Birlik: Silopi'deki iki çocuğu AKP/Saray politikası öldürdü!

ANF'ye konuşan Birlik, kolluk kuvvetlerinin fail konumunda bulunduğu olaylarda sistematik bir cezasızlığın söz konusu olduğunu söyledi.

HDP Milletvekili Birlik, Silopi’de Muhammed ve Furkan Yıldırım kardeşlerin hayatlarını, AKP/Saray iktidarının “Kadın da olsa, çocuk da olsa gereğini yapın” politikalarının sonucunda kaybettiklerini vurguladı. Birlik, Kürdistan’da 1990’larda devlet tarafından kullanılan paramiliter yapıların şu anda da devrede olduğuna işaret ederek, “Silopi’den Şehmuz Uğur’un davasına kadar, kolluk kuvvetleri ve paramiliter yapıların fail konumunda olduğu davaların peşini bırakmayacağız; sonuna kadar hesabını soracağız” dedi.

Muhammed ve Furkan Yıldırım kardeşler, HDP Şırnak Milletvekili Leyla Birlik’in verdiği soru önergesinden tam bir gün sonra zırhlı polis aracının evlerine dalması sonucunda hayatlarını kaybettiler. Birlik, verdiği soru önergesinde kolluk kuvvetlerinin fail konumunda olduğu dosyalarda üç yıldır ne gibi bir gelişme yaşandığını sormuştu. Bu sorusuna henüz cevap alamayan Birlik, iki küçük çocuğun ölümüne neden olan polislerden birinin tutuklanmasının iyi bir gelişme olduğunu, ama yeterli olmadığını vurguladı.

ANF'ye konuşan Birlik, kolluk kuvvetlerinin fail konumunda bulunduğu olaylarda sistematik bir cezasızlığın söz konusu olduğunu hatırlattı, burada asıl yargının işlevini yerine getirip getirmeyeceği sorusunun önemli olduğuna işaret etti. Türkiye’de yargıya artık kimsenin güveninin kalmadığını belirten Birlik, benzer dosyalarda polislerin cüzi cezalarla adeta ödüllendirildiklerine defalarca tanık olduklarını hatırlattı. Birlik, “Bugüne kadar bu tür olaylarda insanlığa, vicdana, hukuka hitap eden kararlar alınmadığını çok iyi biliyoruz” dedi.
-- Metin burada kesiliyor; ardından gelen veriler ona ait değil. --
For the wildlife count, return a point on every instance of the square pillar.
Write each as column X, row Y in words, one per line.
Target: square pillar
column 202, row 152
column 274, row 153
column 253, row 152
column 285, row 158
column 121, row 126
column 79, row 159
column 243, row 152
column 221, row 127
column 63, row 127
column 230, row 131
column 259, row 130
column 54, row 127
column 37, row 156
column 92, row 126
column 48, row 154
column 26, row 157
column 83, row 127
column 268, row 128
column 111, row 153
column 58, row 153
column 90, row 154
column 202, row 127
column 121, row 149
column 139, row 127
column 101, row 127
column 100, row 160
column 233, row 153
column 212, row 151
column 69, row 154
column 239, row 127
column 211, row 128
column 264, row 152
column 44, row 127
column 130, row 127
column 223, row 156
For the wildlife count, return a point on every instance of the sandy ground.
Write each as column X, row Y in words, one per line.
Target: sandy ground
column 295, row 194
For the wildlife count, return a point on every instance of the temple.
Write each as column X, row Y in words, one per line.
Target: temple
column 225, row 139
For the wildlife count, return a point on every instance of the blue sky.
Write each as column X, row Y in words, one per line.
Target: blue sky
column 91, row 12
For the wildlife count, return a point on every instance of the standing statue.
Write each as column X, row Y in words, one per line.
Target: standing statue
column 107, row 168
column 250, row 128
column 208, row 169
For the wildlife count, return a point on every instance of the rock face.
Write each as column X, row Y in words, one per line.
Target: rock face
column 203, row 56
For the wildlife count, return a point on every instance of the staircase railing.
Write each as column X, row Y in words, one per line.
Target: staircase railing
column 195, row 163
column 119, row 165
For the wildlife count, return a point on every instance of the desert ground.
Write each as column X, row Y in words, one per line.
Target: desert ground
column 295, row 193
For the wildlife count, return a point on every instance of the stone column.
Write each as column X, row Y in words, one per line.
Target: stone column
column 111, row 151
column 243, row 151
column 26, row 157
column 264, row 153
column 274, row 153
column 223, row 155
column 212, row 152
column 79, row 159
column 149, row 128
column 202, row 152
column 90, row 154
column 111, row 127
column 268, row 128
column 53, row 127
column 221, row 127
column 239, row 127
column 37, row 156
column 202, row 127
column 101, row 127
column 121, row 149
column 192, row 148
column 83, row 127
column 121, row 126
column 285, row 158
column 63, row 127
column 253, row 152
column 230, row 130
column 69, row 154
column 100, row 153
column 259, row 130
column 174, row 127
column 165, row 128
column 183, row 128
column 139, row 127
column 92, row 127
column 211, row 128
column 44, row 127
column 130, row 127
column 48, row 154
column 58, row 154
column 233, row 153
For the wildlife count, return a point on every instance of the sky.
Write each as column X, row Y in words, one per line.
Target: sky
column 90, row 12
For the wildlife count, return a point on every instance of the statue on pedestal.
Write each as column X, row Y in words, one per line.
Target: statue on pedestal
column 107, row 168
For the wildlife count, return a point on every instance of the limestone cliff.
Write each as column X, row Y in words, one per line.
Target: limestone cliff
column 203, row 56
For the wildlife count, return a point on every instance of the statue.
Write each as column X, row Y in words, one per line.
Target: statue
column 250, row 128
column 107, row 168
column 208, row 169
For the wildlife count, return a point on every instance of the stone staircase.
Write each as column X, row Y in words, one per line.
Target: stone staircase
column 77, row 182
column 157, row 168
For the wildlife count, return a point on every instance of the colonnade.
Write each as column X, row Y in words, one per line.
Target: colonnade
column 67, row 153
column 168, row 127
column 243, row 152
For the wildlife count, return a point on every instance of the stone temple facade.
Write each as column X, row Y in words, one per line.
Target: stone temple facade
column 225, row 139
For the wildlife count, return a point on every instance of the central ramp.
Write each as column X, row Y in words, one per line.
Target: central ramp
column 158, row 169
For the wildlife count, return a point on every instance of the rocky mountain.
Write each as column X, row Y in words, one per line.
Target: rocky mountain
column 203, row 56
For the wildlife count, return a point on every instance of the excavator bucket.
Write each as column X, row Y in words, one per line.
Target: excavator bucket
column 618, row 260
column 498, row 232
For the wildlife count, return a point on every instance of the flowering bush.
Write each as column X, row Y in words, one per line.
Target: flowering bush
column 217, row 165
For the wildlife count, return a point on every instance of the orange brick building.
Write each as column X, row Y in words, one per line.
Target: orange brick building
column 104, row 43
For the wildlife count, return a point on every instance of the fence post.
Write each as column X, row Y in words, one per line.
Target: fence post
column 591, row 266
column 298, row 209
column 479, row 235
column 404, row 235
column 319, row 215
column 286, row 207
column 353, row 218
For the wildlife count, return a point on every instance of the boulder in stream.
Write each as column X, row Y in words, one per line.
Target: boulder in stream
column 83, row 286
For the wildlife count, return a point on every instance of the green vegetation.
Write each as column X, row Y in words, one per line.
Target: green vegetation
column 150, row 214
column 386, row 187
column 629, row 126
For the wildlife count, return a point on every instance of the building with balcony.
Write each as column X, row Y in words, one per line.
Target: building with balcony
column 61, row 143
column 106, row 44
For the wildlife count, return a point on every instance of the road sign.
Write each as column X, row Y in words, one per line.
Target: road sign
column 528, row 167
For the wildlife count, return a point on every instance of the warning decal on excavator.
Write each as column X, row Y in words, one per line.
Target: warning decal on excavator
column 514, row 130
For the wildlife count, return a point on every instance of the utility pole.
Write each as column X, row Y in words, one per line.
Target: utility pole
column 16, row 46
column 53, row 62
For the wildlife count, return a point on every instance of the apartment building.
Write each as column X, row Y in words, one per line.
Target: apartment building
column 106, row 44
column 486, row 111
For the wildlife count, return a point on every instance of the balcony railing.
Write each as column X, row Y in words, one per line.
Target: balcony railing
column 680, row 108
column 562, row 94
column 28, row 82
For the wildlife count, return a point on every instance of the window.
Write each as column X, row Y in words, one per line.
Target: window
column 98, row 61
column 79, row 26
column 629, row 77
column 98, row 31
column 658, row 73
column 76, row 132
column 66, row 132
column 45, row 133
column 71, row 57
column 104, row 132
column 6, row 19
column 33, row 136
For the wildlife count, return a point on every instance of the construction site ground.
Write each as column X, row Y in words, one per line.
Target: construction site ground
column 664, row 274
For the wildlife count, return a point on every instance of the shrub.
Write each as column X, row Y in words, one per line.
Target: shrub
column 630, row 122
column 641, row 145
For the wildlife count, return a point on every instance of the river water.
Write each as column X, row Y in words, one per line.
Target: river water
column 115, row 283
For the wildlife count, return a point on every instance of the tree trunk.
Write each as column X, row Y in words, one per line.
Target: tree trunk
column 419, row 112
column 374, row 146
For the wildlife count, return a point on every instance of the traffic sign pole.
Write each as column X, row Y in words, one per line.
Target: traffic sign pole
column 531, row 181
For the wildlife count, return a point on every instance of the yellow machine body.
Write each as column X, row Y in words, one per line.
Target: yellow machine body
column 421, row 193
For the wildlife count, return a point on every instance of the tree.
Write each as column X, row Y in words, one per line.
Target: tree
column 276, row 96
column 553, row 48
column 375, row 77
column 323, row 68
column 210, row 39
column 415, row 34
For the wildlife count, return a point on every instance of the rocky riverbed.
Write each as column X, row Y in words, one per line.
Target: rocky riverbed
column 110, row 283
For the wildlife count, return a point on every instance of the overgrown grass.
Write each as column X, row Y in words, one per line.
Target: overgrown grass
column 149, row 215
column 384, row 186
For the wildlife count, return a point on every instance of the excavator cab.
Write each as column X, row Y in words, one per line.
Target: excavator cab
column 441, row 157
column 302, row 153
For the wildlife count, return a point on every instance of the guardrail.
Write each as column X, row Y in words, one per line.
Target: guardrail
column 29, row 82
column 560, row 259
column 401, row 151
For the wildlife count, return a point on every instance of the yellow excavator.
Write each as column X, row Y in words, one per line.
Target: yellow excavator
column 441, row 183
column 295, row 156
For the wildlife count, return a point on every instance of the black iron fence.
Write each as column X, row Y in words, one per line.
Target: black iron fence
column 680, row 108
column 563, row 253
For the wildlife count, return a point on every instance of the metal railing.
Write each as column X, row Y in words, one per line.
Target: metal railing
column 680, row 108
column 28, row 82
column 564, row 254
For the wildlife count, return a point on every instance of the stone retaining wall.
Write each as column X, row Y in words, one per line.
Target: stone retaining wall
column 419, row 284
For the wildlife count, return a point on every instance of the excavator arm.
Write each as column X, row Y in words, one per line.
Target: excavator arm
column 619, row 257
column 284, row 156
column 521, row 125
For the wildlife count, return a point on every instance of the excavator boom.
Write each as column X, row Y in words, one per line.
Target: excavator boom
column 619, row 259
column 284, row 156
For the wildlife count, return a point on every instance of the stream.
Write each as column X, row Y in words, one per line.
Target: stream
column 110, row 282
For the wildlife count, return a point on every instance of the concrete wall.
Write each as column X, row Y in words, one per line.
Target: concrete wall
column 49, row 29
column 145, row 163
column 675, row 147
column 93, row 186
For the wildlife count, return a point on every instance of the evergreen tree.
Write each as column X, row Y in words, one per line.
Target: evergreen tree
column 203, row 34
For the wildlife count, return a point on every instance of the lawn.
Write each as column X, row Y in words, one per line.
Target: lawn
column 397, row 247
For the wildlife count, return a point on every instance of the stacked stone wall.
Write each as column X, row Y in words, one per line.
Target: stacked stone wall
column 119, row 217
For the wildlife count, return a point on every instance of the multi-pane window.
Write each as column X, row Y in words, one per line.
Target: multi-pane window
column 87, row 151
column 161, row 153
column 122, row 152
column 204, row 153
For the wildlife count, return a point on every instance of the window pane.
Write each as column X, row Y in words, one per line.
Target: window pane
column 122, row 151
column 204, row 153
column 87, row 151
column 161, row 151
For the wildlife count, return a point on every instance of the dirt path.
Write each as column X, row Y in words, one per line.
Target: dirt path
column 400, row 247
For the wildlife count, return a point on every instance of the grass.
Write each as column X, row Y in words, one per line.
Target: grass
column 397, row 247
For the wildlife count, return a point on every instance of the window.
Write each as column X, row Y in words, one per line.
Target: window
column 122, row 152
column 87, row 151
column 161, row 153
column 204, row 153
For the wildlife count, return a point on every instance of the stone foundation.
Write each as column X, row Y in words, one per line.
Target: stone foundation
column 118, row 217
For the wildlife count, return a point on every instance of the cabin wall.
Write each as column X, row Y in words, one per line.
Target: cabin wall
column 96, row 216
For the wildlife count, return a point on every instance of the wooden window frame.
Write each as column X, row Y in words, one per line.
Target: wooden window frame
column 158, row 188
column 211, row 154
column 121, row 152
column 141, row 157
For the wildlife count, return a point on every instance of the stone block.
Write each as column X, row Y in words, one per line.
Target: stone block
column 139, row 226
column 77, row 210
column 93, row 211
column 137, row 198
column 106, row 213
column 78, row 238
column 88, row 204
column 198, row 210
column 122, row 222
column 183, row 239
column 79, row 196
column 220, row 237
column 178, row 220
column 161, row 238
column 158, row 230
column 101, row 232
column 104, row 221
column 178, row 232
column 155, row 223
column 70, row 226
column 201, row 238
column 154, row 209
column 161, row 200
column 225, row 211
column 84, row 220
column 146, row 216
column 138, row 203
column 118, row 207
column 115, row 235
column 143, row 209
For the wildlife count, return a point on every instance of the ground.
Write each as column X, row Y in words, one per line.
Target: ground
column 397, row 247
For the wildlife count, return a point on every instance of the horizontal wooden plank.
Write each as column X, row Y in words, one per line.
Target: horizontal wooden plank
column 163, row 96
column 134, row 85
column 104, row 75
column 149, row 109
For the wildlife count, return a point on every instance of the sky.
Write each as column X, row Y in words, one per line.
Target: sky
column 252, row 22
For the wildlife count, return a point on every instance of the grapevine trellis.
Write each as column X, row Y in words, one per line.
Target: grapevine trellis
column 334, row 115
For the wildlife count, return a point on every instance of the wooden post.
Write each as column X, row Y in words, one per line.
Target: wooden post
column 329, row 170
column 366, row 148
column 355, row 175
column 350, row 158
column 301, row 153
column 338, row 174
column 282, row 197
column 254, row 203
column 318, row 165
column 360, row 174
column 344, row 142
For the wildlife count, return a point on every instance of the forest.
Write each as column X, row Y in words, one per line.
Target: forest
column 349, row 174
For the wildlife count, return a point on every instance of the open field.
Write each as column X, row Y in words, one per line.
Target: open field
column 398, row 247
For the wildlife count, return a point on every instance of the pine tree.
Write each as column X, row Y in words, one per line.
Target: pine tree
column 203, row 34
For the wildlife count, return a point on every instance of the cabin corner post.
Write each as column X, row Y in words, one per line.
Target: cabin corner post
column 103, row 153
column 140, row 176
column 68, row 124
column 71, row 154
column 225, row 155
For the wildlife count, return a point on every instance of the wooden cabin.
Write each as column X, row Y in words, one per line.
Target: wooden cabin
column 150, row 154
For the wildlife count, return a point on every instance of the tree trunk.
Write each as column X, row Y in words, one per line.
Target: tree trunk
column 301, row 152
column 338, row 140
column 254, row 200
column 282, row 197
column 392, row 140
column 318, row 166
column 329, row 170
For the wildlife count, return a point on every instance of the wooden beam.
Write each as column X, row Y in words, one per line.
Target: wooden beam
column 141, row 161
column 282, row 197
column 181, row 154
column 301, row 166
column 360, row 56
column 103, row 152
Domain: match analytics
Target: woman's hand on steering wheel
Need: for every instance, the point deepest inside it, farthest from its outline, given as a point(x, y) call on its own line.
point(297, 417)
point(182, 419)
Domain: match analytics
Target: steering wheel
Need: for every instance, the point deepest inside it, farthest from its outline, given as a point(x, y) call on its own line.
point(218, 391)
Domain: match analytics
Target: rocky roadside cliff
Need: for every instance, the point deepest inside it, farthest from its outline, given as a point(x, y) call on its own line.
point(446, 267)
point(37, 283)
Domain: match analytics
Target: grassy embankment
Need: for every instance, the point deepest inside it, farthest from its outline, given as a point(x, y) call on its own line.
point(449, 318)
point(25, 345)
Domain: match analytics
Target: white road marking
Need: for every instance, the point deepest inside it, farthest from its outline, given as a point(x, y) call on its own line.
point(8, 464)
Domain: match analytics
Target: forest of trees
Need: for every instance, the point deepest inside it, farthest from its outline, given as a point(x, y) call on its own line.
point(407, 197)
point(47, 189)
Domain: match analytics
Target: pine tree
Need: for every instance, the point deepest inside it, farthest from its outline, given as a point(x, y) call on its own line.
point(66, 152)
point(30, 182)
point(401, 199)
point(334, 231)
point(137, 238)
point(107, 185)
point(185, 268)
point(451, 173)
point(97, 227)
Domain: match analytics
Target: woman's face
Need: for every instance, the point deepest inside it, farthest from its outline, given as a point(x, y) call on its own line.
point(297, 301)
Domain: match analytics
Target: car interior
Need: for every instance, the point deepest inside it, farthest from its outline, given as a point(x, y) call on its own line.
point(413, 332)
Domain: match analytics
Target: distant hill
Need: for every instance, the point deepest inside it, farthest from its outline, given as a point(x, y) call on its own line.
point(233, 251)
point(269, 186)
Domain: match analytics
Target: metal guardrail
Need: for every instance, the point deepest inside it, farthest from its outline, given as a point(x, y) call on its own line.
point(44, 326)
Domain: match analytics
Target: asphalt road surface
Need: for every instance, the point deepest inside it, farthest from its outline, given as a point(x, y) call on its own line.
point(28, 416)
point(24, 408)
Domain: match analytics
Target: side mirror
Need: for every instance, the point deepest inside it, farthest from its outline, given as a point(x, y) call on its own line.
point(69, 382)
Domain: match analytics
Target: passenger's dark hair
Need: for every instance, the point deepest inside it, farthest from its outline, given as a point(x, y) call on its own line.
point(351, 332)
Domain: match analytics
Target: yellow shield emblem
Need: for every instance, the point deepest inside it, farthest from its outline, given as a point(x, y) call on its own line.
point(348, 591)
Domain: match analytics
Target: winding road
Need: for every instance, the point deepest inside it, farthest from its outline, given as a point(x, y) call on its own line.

‘O ZIRHLI ARACIN SİLOPİ’DE NE İŞİ VAR?’

Muhammed ve Furkan kardeşlerinin ölümünün ana-akım medyada öne sürüldüğü şekilde kaza veya kader diye açıklanamayacağını vurgulayan Birlik, bu söylemlere şöyle tepki gösterdi: “O zırhlı aracın Silopi’de ne işi var? Bu, kader ile açıklanabilir mi ? Bu yaşananlar, o akrep tipi aracı Silopi’ye gönderen ve savaş kararı veren iktidardan bağımsız ele alınabilir mi ? Biz bunun kaza veya kader olmadığını Nihat Kazan’dan, Şehmuz Uğur’dan çok iyi biliyoruz. Bu yaşananların AKP’nin savaş politikalarından kaynaklı olduğunu da çok iyi biliyoruz. Eğer savaş politikası güder ve ‘Kim olursa olsun, kadın da olsa, çocuk da olsa gereğini yapın’ diye açıklama yaparsan sonucu bu olur. Daha birkaç gün önce Gazi’de Sıla’nın vurulması infaz değil miydi? Yine Şehmuz Uğur’un Şırnak kent merkezinde sokak ortasında vurulması infaz değil mi? Şehmuz çatışmaların olmadığı bir dönemde Şırnak halkının gözü önünde infaz edilmiştir; peki, yargı olsun, siyasiler olsun, bu konu hakkında bir işlem, bir açıklama yapmış mıdır?”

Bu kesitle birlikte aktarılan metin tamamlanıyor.